A note from The field of medicine is constantly evolving. As a result, parts of this article may be outdated. Please keep this in mind, and be sure to visit other parts of our site for more recent information!

  • Once-Weekly Dosing of 40,000 U Epoetin Alpha Is as Effective as Thrice-Weekly Dosing Among HIV-Positive Patients
    Abstract 254
    Authored by H. Grossman (Columbia Univ. Coll. of Physicians and Surgeons, New York, NY), P. Bowers (Ortho Biotech Products, LP, Raritan, NJ), G. Leitz (Ortho Biotech Products, LP, Raritan, NJ), for the 010 Study Group
    View the original abstract

Anemia is the most frequent blood-related complication in people living with HIV disease. Anemia can cause symptoms of fatigue, including weakness, exercise intolerance, shortness of breath, rapid heart rate, and mental slowing, all symptoms that impair day-to-day functioning and quality of life.

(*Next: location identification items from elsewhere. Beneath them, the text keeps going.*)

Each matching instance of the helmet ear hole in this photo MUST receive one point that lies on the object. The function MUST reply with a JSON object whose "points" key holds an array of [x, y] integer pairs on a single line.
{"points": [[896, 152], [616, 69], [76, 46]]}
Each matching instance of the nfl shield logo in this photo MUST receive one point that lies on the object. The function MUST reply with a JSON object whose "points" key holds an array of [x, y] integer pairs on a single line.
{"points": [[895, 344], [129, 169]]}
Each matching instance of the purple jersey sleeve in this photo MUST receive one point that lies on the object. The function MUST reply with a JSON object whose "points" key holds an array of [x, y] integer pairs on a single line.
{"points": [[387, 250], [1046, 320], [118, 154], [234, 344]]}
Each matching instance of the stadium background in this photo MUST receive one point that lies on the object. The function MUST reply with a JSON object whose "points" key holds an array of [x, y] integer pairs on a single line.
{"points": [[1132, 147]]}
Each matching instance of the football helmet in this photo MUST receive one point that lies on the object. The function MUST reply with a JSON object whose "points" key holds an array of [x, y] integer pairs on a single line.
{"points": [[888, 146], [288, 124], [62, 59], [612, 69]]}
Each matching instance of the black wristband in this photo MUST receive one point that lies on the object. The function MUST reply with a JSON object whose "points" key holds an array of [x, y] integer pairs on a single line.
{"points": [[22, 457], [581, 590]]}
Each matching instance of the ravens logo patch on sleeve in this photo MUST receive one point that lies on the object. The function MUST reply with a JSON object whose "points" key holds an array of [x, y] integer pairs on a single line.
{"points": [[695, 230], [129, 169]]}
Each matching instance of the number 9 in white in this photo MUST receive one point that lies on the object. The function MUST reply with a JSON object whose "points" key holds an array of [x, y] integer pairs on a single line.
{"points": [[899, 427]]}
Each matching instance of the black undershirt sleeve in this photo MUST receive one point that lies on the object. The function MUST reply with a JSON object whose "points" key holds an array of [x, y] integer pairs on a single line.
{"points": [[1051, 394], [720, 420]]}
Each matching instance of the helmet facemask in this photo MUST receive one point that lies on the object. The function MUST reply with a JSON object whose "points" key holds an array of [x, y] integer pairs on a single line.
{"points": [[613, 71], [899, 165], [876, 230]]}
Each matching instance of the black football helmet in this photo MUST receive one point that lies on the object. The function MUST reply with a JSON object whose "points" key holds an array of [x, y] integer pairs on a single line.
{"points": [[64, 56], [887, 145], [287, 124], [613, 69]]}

As the use of highly active antiretroviral therapy (HAART) has improved the overall health of patients with HIV, anemia has been perceived as a less important clinical issue. However, anemia remains a very real problem for patients, particularly those with advanced disease who are least able to cope with additional physical setbacks. Anemia also has a detrimental impact on the progression of HIV disease. An inverse relationship exists between anemia and survival among patients with HIV. Recently, it has been shown that HIV-positive patients who recovered from anemia had a significant longer survival time compared to those who remained anemic.

Recombinant human erythropoietin (epoetin alpha, Procrit) is both biologically and immunologically indistinguishable from naturally occurring erythropoietin. This substance stimulates the production of new red blood cells in the bone marrow.

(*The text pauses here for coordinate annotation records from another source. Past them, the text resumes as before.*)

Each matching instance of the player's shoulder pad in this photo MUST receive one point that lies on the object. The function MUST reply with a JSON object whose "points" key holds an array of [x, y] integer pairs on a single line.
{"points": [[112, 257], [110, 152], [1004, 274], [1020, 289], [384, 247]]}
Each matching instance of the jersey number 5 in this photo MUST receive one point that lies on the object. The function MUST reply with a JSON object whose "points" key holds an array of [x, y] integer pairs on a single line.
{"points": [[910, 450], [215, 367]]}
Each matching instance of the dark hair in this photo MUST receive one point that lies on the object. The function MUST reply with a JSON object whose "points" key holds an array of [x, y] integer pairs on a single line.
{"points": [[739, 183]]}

The safety and efficacy of procrit have been well established in a variety of clinical trials, and, over the past decade, it has been used in over one million patients in the U.S.

The thrice-weekly dosing schedule in anemic HIV-positive patients receiving zidovudine (AZT) has been shown to correct the anemia, decrease blood transfusion requirements, and improve quality of life. Once-weekly procrit (40,000 units) has been shown to be similar to thrice-weekly dosing (150 IU/kg) in increasing hemoglobin and improving quality of life in cancer patients receiving chemotherapy.

The present study compared the effect of QW (once-weekly) versus TIW (thrice-weekly) administration of procrit on hemoglobin levels and quality of life (QOL) in HIV-positive patients receiving antiretroviral therapy. The study was done to see if the more convenient once-weekly dosing schedule was as effective as the thrice-weekly schedule.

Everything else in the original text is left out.